Brad: This looks cool. Where is the container running?
Leon: This is running on the physical computer (e.g., Raspberry Pi or any other computer), connected directly via USB.
Brad: Basically, you end up with a setup similar to if you just SSHed into a desktop sitting in your office, except that you can't see it.
Leon: Exactly. Did think about adding a camera live stream, but not prototyped yet.
Leon: Couple more technicalities:
- This does not require any firewall exceptions / open ports. The "runner" computer next to the board connects to the central server and forwards all traffic through outgoing HTTPs connections (tunneling SSH through WebSockets).
Brad: The local CI server basically needs:
- some physical connection to the board
- ability to run the containers
- a little bit of software for management.
Somehow you want to attach containers to a given board. How would you configure that?
- Leon: The runner has a configuration file, where you can specify the exact set of devices passed through. Using udev rules to expose devices under well-known paths.
Brad: The execution of a container is associated with a given user?
- Leon: Yes. Containers run from images, which serve as templates. Two boards can share the same image, one board can have multiple images available.
  
  Idea behind this was to use it for both interactive development and for CI by just switching out the container image.
Brad: Right. One model may be that we take this scheduler, and when a new CI workflow is started assign it to a board. Perhaps none is available, in which case we can either enqueue it, or return an error.
- Leon: The system does support some very primitive queueing. If you attempt to start another job on a board that is currently in use, the job will be started when the other one is terminated.
Brad: When we have a CI workload, do we want to have tests baked into the container, or do we load them in after the fact?
Brad: Hopefully we can get someone to help with this. One request that I might have: the hardware platform will be physically distributed, and thus as pain to micro-manage / debug / etc. So it seems tricky to get right, or just specify to avoid dealing with a bunch of heterogeneity.
Leon: Agreed! One really important thing to figure out there is how we integrate more buses and peripherals (i.e., GPIO connections). Can be a USB GPIO expander, FPGA, or something else.

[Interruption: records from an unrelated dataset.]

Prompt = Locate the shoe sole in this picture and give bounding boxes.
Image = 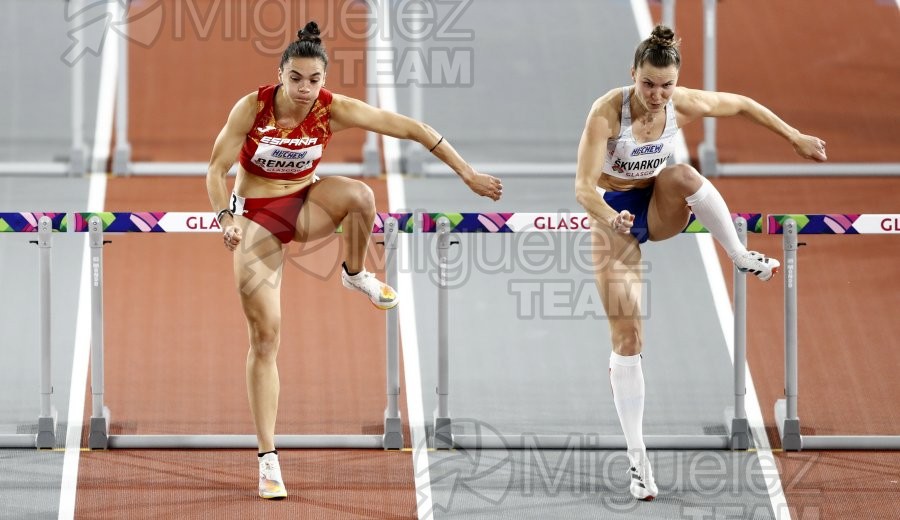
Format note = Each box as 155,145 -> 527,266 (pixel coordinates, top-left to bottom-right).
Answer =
759,265 -> 780,282
341,280 -> 399,310
372,299 -> 399,310
260,493 -> 287,500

Deployment question is an interesting one, and a hard one to get right, but seems to be somewhat far out for now.
Brad: The reason why I think that it is quite important to figure this out is that the system should really be distributed, and we want to able to tie in downstream users and contributors with their own platform. In theory things like OSes should provide the required abstractions, but in practice they're not sufficient. Trying to get this right the first time the best we can seems important.
Leon: Good point. Have some knowledge to go by here, e.g., netbooting a bunch of Raspberry Pis at a student ISP distributed over a large city. We should be able to take some inspiration from that.

For tying in downstream users and deployment, there are more concerns, such as trust: are we going to manage these systems? Will we have a point of contact with downstream deployments? ...
Brad: Hopefully what happens is that the value we get is so high that we have this built-in incentive for downstream users that may resolve some of these issues. People would be motivated to keep this going.

We want to have a structure in place where we tell downstream users exactly what our expectations are (general architecture, OS, software components, availability, ...), that would set us up for success.